Opóźnione siewy - kiedy regulować?
W tym roku w wielu regionach Polski, zasiewy rzepaku zostały lekko przesunięte w czasie, ze względu na opóźnione żniwa. Rzepak jednak musi znajdować się w odpowiedniej fazie, aby można było wykonać zabieg regulacji.
- Oczywiście najlepiej, żeby rzepak znajdował się w fazie czwartego liścia. Czyli mniej więcej BBCH 14-16. Natomiast oczywiście wiemy, że życie na polu bywa różne. Potrzebujemy też w różnych przypadkach, nawet w przypadku małego czy dużego rzepaku, taki zabieg wykonać i powinniśmy mimo wszystko, dostosowywać nasze zabiegi oczywiście indywidualnie do pola - mówi Michał Filipowski.
Historia regulacji
Historia regulacji rzepaku sięga momentu odkrycia właściwości, jakie posiadają gibereliny w roślinach i jak można to wykorzystać w uprawie.
- Cała historia regulacji powstała z tego, że na świecie po prostu odkryto działalność giberelin w roślinach. Gibereliny oczywiście są to fitohormony, które funkcjonują w roślinie. Również na równi z auksynami i innymi hormonami. Wpływają one na wydłużanie się pędu głównego. Odkryto, że skrócenie w odpowiednim momencie pędu głównego wpływa pozytywnie, głównie na tym etapie, na przezimowanie rzepaku - tłumaczy Filipowski.
Jednymi z pierwszych regulatorów, jakie pojawiły się na rynku były te oparte na chlorku mepikwatu oraz chlorku chloromekwatu - CCC, które początkowo stosowane były tylko w zbożach.
- Dopiero w latach dziewięćdziesiątych nastąpił przełom w skracaniu rzepaku i weszło to jako standard zabiegowy - dodaje Michał.
Czym jest regulacja?
- Celem stosowania regulatorów wzrostu jest manewrowanie troszeczkę w działalność fitohormonów w roślinie. Wydawałoby się, że to brzmi dość źle, natomiast my chcemy w roślinie osiągnąć konkretny efekt - mówi Filipowski.
Regulacja rzepaku ma zapobiec nadmiernemu wydłużeniu się stożka wzrostu. Stożek ten w czasie niskich temperatur jest na nie najbardziej narażony.

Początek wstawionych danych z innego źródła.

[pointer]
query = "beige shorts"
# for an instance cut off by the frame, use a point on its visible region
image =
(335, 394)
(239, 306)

- Działalność regulatorów wzrostu ma za zadanie zastopowanie działalności giberelin. Efekt będzie taki, że stożek nie będzie wydłużony, a zaokrąglony. W szyjce korzeniowej będzie więcej miejsca na rozgałęzienia boczne, o które tak walczymy w późniejszych etapach wzrostu rzepaku, ponieważ jest to główny plon w uprawie - tłumaczy Michał.
Co do regulacji oferuje firma Innvigo?
- W naszej ofercie, znajdziemy oczywiście produkt oparty na chlorku mepikwatu i jest to świetna substancja, która nie tylko reguluje, natomiast wpływa także na wydłużanie się systemu korzeniowego. Oczywiście posiadamy także szereg triazoli, a także preparaty zawierające tebukonazol o działaniu fungicydowym. Głównym triazolem w ofercie jest oczywiście metkonazol z silnym działaniem regulującym - tłumaczy Michał.

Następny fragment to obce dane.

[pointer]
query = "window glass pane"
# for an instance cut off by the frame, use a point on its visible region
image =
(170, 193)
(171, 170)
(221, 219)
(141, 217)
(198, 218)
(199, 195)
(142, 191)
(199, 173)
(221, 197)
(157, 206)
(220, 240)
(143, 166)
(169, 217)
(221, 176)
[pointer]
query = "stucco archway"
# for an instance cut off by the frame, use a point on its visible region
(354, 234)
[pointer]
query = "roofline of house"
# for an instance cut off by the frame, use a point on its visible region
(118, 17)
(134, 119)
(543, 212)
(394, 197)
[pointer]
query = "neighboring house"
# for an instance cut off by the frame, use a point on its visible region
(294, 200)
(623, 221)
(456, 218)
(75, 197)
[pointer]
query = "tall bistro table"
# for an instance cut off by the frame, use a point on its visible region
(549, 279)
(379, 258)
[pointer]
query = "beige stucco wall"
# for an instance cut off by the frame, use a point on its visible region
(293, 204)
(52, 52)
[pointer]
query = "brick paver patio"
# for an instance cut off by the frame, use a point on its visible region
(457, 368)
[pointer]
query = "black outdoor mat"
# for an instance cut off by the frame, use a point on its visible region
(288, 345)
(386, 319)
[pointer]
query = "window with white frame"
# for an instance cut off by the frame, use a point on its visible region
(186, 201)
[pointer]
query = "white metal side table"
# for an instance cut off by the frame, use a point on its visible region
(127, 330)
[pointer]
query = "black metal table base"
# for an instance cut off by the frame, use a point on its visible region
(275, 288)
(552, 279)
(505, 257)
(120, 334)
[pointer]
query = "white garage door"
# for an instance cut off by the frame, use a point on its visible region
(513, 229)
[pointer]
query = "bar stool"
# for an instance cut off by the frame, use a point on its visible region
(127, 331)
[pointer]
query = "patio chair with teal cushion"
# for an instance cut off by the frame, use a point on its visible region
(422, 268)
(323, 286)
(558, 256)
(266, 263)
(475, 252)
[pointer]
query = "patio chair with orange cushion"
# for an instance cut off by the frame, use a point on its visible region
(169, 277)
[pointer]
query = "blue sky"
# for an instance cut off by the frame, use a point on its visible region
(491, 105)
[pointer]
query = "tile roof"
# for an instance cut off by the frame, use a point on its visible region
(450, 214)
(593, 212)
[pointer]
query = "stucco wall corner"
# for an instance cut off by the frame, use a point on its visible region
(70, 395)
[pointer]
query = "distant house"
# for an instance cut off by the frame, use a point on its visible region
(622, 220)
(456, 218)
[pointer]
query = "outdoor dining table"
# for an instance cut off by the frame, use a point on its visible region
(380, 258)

Oczywiście na regulacji sie nie kończy, w uprawie rzepaku ważny jest także monitoring pod kątem szkodników i chorób grzybowych.
- Na tym polu, jak widzimy rzepak jest w różnych fazach. Umówmy się, rzepak nigdy nie będzie równy. Na jednym polu może być rzepak, który ma wykształcone dwie pary liści właściwych, jest trochę uszkodzony przez pchełkę, ale bez oznak chorób grzybowych. Jest to jednak rzepak, który dużej regulacji nie potrzebuje, dlatego ważna jest wizyta na polu i w przypadku kiedy takich rzepaków jest więcej, warto z zabiegiem regulacji trochę poczekać - tłumaczy przedstawiciel firmy Innvigo.
Na taki rzepak polecany jest preparat BUKAT 500 SC, zawierający tebukonazol lub też AMBROSSIO 500 SC, także zawierający substancję czynną tebukonzaol, a także preparat MEPIK 300 SL zawierający chlorek mepikwatu.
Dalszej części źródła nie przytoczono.